My husband got off work at 4pm so that we could attempt to go see Mary Poppins at the local theater. Except for the “pay what you can” Thursday shows, which don’t have advance ticket sales, they were sold out for all 12 of their showings (including the free dress rehearsal night.)
He got home angry at 4:30pm because the van wouldn’t start, and he had to get jump-started. Plus he had to wait through two trains. Very unusually, he was upset, and I was still feeling okay.
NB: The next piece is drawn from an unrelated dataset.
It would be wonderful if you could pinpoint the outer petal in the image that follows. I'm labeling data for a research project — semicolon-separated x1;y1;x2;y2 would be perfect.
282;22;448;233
He showered, we ate, and got ready, and were at the theater for 5:20pm.
Although the theater didn’t open to sales until 6pm, we were still numbers 96 and 97 in line (the tickets were numbered, and given in order.) Although we were allowed to stay in the theater at that point, though the show didn’t start for an hour, it was really crowded in there. We ended up waiting in the lobby of the movie theater across the street as it was warm, and nearly empty.
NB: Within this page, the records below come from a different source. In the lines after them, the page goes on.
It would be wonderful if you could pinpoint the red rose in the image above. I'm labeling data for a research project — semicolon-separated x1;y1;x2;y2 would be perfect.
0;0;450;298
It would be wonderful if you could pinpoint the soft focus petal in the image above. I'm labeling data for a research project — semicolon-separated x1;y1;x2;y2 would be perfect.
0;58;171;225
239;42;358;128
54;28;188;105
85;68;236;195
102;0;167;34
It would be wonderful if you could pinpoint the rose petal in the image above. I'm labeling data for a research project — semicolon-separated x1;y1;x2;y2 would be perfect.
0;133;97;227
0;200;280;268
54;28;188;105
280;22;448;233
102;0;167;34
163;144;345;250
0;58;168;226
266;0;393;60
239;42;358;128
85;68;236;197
When we went back at 6:30, the lobby was extremely crowded and I was quite overwhelmed. My husband went over to a wall, and I backed into a corner, hiding behind him to block out the people. We were called in to find seats according to our ticket numbers (first 1-20, then 21-40 and so on.) It was miserable waiting, but they got through it quickly. We got our seats in the second row from the front, on the end of the right side (facing the stage) right where I wanted to be.
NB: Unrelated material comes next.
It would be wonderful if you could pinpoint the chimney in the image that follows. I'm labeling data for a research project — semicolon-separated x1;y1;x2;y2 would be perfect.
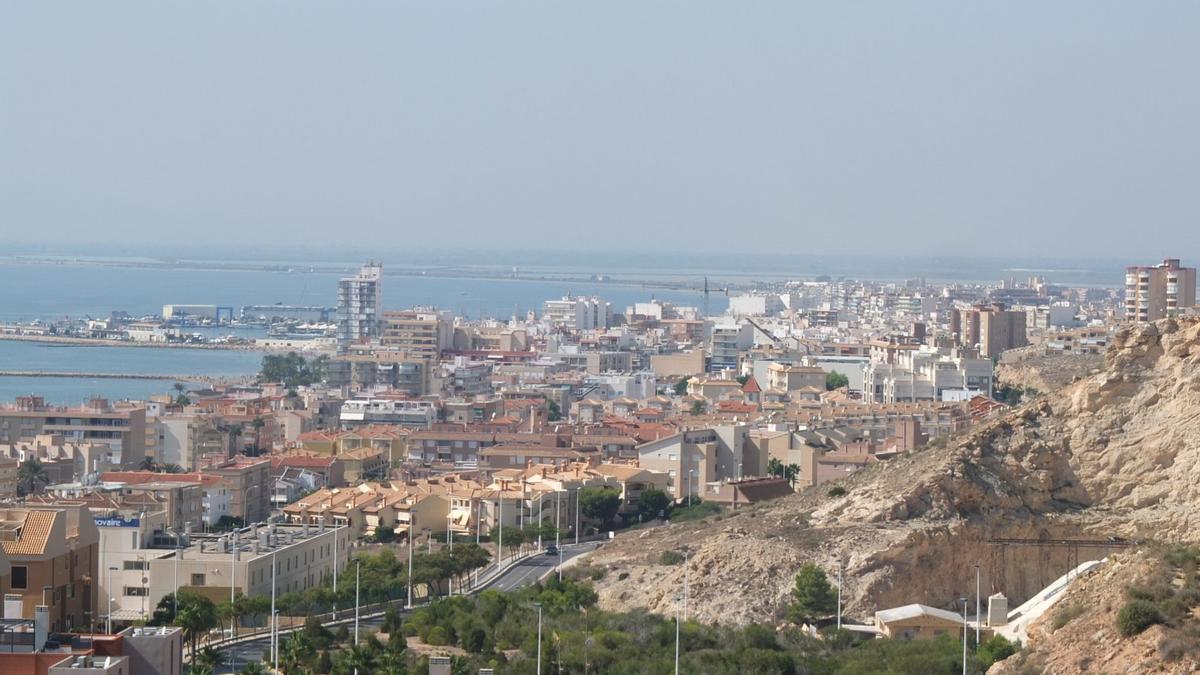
34;604;50;651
My words can’t do the play justice. It was… amazing! Magical – truly (tables that broke and went back together. Dishes that seemed like they would fall, but didn’t. Cakes that decorated themselves. Toys that came to life.) It was like a large city, professional production on a small town stage. Fabulous!
Behind us sat one of the actors from another play we saw there: I Had A Job I Liked… Once. That one had a very small cast, and he was one of the two main ones, and it was a highly serious, and very sad play. My husband talked to him at intermission, and I awkwardly said several times how it was one of my favourite plays ever (which it was, but I also loved Little Shop of Horrors, and Man of La Mancha – which was done at the highschool, and I was loving Mary Poppins. There have been so many good ones.)
Then he told us that some people walked out from his play because the sexual assault theme was too much for them. Then the whole play came back to me… I stand by what I said, but… awkward. (By the way, this isn’t a fame thing. He is just a kid from town who was in one play I know of. This was about talking to people. I am as awkward with everyone, including my 17 year old foster son when we see him around town, though he lived with us three years as a child, and was in my daycare for two years as a toddler, and we tried to adopt him.)
People are hard. Crowds make me cringe. Leaving home was stressful. But that play? Wonderful!